4. ビネガーやタルタル、こだわりのカスタマイズ
店によっては、タルタルソースやカレーソース、マッシュピーズ(エンドウ豆をつぶしたもの)などの付け合わせを追加する人もいる。ソースを絡めたチップスを頬張り、香ばしい衣の魚と混ぜ合わせると、味わいの変化を楽しめる。 カリカリの衣にジュっとソースが染み込む感じがたまらなくおいしい。イギリス人の友人は、「これこそイギリスのソウルフードだ」と誇らしげに言う。その笑顔からは、子どもの頃から食べてきた思い出の味がしみじみと感じられる。
5. 潮風の夕暮れと満足感
やがて日が傾き、桟橋の先がオレンジ色に染まる頃、紙包みの中のチップスも残り少なくなる。気づけば、あたりには同じようにフィッシュ・アンド・チップスの紙袋を手にした人々が散らばり、誰もが満足そうな顔で海を眺めていた。 潮風がやや冷たく感じられるその瞬間、ホクホクの食べ物が身体を温め、胃から幸福感がじんわりと広がる。

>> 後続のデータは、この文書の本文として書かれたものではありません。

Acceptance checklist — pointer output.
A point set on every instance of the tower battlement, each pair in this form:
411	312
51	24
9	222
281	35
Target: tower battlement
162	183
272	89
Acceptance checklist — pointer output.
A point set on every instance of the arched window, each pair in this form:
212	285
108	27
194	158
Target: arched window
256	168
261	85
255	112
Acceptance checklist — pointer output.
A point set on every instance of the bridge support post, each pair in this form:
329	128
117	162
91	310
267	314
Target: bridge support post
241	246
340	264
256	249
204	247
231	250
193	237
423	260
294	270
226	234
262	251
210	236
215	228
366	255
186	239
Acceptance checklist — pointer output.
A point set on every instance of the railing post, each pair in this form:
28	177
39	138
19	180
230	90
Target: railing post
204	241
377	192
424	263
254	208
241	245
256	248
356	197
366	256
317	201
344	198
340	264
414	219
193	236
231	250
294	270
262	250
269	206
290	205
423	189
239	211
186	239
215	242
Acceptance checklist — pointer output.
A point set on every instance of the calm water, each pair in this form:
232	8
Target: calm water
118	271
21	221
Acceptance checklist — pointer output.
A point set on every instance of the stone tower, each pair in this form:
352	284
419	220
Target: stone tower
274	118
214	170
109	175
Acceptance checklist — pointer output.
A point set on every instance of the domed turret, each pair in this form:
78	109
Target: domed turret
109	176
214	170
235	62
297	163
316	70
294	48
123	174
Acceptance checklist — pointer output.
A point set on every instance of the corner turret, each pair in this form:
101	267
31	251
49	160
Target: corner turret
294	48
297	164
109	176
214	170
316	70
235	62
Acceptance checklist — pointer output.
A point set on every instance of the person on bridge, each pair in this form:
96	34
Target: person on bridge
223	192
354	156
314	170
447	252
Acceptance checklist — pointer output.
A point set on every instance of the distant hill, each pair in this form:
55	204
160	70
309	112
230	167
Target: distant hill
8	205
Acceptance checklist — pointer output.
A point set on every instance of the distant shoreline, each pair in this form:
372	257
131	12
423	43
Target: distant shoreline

波の音とかすかな鳥の鳴き声がBGMとなり、イギリスの港町の黄昏をより味わい深く仕上げているようだ。
エピローグ
イギリスのフィッシュ・アンド・チップス――昔ながらの紙包みに詰まった金色の衣とホクホクのポテト、それにビネガーの酸味がアクセントとなる素朴な逸品。 海岸の桟橋でも、街角のベンチでも、パブのカウンターでも、一口食べればどこにいても“イギリスの味”を感じることができる。もしこの国を訪れたなら、ぜひ素朴な紙に包まれた幸せを頬張りつつ、潮風と街の風景を余すところなく味わってみてほしい。きっと何にも代えがたい“英国の午後”があなたを迎えてくれるはずだから。